# Pontefract cycling club



## David L (1 May 2021)

Does anyone know if the pontefract cycling club is still running??

And if it is are there any contact details for them, ive tried online but cant find much, and getting no response from there Facebook group.

Thanks


----------



## DCLane (1 May 2021)

Don't think so - Knottingley Velo is probably the biggest one near you, along with South Emsall and BBM Revolution.

Otherwise you're looking my way, with Calder Clarion / Wakefield CC


----------



## Venod (1 May 2021)

There are still people posting on their Strava page, I know quite a few left and joined Knottingley Velo, you might be able to leave a message on Strava.

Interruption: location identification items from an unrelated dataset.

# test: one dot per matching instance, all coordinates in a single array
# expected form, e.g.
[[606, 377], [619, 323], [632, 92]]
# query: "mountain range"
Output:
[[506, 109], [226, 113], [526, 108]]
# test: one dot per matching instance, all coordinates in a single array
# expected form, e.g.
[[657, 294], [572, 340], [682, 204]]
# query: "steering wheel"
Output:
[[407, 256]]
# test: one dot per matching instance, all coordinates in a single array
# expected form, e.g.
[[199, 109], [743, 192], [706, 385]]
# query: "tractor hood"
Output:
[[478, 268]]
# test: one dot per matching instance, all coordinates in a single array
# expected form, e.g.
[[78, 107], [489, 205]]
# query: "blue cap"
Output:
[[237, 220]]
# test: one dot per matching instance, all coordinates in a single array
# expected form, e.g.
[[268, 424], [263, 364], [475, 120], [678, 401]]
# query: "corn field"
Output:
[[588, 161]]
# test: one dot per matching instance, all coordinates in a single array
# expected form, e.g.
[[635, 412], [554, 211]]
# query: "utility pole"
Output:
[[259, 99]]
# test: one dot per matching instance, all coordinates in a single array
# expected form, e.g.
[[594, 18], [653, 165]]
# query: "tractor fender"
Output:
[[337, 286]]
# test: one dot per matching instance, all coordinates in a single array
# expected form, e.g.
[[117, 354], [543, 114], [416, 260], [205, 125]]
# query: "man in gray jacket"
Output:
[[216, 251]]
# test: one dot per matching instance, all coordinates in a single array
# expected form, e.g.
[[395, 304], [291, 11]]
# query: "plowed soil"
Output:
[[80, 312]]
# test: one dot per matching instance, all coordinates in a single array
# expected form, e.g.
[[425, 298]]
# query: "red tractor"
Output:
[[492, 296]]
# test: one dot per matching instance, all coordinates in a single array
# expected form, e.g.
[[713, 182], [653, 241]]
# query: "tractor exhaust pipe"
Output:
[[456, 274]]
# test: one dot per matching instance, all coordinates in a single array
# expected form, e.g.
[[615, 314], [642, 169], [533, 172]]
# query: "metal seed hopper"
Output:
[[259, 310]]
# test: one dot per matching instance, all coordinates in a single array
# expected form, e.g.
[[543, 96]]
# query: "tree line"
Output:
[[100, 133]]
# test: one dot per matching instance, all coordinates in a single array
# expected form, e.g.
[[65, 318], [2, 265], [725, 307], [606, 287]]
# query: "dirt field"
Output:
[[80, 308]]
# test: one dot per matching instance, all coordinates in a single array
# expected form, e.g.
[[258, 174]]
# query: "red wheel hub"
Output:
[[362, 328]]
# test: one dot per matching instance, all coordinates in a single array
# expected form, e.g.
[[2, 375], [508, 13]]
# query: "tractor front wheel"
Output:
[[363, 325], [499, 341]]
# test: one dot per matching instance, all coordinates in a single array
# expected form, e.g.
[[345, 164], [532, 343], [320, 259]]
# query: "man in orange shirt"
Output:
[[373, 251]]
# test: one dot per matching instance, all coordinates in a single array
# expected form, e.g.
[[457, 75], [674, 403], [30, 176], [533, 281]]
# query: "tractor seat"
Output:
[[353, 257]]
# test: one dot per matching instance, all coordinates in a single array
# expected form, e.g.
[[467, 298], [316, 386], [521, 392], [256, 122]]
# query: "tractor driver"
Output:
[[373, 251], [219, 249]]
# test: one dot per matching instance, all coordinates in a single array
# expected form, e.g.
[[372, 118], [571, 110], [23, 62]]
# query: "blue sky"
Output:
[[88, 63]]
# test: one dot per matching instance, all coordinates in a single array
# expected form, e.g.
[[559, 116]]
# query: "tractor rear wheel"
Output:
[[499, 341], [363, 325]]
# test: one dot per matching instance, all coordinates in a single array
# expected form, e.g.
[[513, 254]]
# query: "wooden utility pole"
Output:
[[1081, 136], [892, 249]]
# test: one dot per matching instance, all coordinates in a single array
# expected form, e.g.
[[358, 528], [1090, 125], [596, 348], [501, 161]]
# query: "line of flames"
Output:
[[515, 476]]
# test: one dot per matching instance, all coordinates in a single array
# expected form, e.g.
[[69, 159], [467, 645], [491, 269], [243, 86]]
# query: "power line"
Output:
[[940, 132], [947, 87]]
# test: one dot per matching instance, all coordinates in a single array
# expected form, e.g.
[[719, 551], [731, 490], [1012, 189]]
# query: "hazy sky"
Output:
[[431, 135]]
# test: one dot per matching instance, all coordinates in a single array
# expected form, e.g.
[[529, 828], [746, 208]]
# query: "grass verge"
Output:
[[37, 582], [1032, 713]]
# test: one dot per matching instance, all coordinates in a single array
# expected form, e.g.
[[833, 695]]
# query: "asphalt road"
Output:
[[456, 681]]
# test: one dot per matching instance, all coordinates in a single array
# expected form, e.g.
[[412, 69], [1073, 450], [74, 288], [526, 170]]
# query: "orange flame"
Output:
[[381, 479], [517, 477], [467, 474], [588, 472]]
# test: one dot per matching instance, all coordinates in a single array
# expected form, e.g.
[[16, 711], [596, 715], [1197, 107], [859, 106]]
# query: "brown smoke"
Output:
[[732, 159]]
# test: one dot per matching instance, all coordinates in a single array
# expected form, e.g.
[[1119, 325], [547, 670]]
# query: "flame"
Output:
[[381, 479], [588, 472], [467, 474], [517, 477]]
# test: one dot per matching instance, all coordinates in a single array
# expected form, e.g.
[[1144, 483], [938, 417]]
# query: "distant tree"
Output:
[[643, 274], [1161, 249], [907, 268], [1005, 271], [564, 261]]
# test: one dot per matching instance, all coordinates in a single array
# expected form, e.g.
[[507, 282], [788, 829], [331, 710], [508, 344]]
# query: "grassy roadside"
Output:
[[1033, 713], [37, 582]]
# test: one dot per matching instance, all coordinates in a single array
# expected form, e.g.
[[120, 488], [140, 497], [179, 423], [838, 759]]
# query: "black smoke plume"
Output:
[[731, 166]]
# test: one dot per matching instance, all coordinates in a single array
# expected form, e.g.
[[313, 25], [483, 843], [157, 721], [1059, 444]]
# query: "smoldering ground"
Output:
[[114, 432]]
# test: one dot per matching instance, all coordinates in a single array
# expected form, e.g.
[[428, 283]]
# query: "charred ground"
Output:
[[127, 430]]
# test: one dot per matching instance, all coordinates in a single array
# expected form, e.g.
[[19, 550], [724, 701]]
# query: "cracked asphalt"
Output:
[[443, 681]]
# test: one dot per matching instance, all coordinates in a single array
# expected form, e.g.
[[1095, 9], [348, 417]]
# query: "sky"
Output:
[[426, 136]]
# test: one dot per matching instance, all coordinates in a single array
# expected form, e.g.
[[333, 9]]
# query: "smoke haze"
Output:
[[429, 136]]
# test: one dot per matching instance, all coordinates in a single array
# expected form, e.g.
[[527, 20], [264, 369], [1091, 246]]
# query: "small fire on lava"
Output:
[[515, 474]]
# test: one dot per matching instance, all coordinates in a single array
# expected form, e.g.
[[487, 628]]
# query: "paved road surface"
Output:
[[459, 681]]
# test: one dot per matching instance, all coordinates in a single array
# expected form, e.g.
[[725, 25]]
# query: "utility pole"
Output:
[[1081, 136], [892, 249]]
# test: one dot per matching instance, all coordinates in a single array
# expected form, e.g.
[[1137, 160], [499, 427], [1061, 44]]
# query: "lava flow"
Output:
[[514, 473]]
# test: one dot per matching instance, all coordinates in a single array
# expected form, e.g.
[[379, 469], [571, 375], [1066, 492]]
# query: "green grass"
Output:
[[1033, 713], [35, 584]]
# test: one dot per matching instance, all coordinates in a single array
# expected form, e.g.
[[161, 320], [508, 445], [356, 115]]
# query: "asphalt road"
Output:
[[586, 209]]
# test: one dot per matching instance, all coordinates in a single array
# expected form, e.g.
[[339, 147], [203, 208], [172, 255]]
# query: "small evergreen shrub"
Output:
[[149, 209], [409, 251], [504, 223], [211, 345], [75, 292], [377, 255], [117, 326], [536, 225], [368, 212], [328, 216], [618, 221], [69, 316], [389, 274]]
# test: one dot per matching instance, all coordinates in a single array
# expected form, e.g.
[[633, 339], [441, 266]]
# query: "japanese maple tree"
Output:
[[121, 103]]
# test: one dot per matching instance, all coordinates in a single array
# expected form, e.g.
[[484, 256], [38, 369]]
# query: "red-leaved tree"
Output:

The Facebook group is a closed group and still active by the looks of things with 19 new posts in the last month.

https://www.strava.com/clubs/64258/members

https://www.facebook.com/groups/pontefractcyclingclub

I live in Pontefract and have been a member of Featherstone Road Club and Knottingley Velo,

I don't know what Fev do nowadays but I think they probably do the quicker more serious type of runs

Knottingley have a wide spectrum of riders, they cater for all types of cyclist.

BBM also cater for all.

The active South Elmsall riders I know are all pretty quick but the may have different groups, not sure.


----------



## David L (1 May 2021)

Thanks for the replies, i will have to give knottingley velo a try and see how i get on


----------



## Milzy (1 May 2021)

David L said:


> Thanks for the replies, i will have to give knottingley velo a try and see how i get on


Then you will join South Elmsall Road club afterwards.


----------